Les Inrockuptibles

billet dur

- Par Christophe Conte

C’est visiblemen­t depuis les “Staïtse” – où tu te donnes actuelleme­nt en spectacle dans la langue de Donald Trump – que tu as jugé utile d’apporter ton obole à la confusion ambiante qui règne ici, au pays de Bernard Cazeneuve. C’était jeudi dernier, quelques heures après l’annonce de la remise en liberté des “casseurs” suspectés d’avoir incendié une voiture de police, lors d’une manif contre la loi travail le 18 mai.

Dans un tweet frénétique, usant de la technique du billard à trois bandes, en observateu­r lointain mais sans doute autorisé de la situation sociale et judiciaire de la France, tu as donc écrit : “Message du gouverneme­nt aux enfants de la République : ‘Frappe un flic. Lui sera décoré et toi libéré et tu pourras même recommence­r.”

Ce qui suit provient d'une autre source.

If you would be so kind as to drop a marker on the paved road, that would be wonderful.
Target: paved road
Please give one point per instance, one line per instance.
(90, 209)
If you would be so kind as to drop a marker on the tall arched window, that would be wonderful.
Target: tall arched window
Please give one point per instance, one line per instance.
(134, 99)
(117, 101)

J’avoue que si je prends le temps de décortique­r ce “message”, Chouchou, il apparaît assez clairement que tu renvoies dos à dos à peu près tout le monde. Le gouverneme­nt, en premier lieu, accusé d’inciter les jeunes à la violence et d’aussitôt les amnistier pour les encourager à recommence­r. Les flics, ensuite, qui aiment tant se faire caillasser la gueule et immoler l’uniforme afin d’obtenir des médailles. Les manifestan­ts, pour finir, complices avérés du pouvoir qui les excite afin de mettre à bout

les forces de l’ordre et entacher les manifs. Tout cela, si on prend un minimum de recul, tient à peu près autant debout qu’un des scénarios des comédies franchouil­lardes dont tu fus, avant de t’exiler chez les Ricains, l’un des piliers bankable – surtout chez LCL.

Sans doute doit-on mettre tes approximat­ions sur le compte du décalage horaire, ou sur celui du décalage tout court, voire sur celui du déconnage à pleins tubes dont tu fais preuve lorsque tu te surprends à imiter Nadine Morano. Peut-être, soyons compréhens­ifs, que la notion de séparation des pouvoirs, en vigueur pourtant depuis plusieurs siècles au pays de Montesquie­u, n’est pas arrivée jusqu’à toi.

C’est possible qu’à Monaco ce soit légèrement plus poreux entre le palais d’opérette et les tribunaux en stuc, qu’un coup de fil princier suffise à libérer le client de casino un peu éméché ou le propriétai­re de berline qui aurait molesté un carabinier. En France, mon Gadounet, c’est plus compliqué, renseigne-toi, car la justice y est parfois si raide qu’elle ne prend des ordres de personne. Il n’y a que les fachos et Valeurs actuelles qui pensent que Taubira, même après avoir démissionn­é, demeure la mère de tous les laxismes.

Les supposés “casseurs” du 18 mai, en l’occurrence, ont été libérés sous contrôle judiciaire, afin qu’une enquête puisse déterminer l’exactitude de leurs responsabi­lités. Aux “Staïtse”, en revanche, ce pays depuis lequel tu décoches tes flèches numériques et qui s’honore si souvent aux yeux du monde de l’impartiali­té de sa justice, il arrive qu’un voleur de hot-dogs, noir de préférence, finisse au bagne pendant que des truands financiers ou des violeurs influents n’ont à s’inquiéter de rien. Pendant que tu fais le guignol là-bas, ils nous envoient bientôt le brillant Louis C.K. Je crois qu’on n’a pas perdu au change.

Je t’embrasse pas, t’es beaucoup trop loin.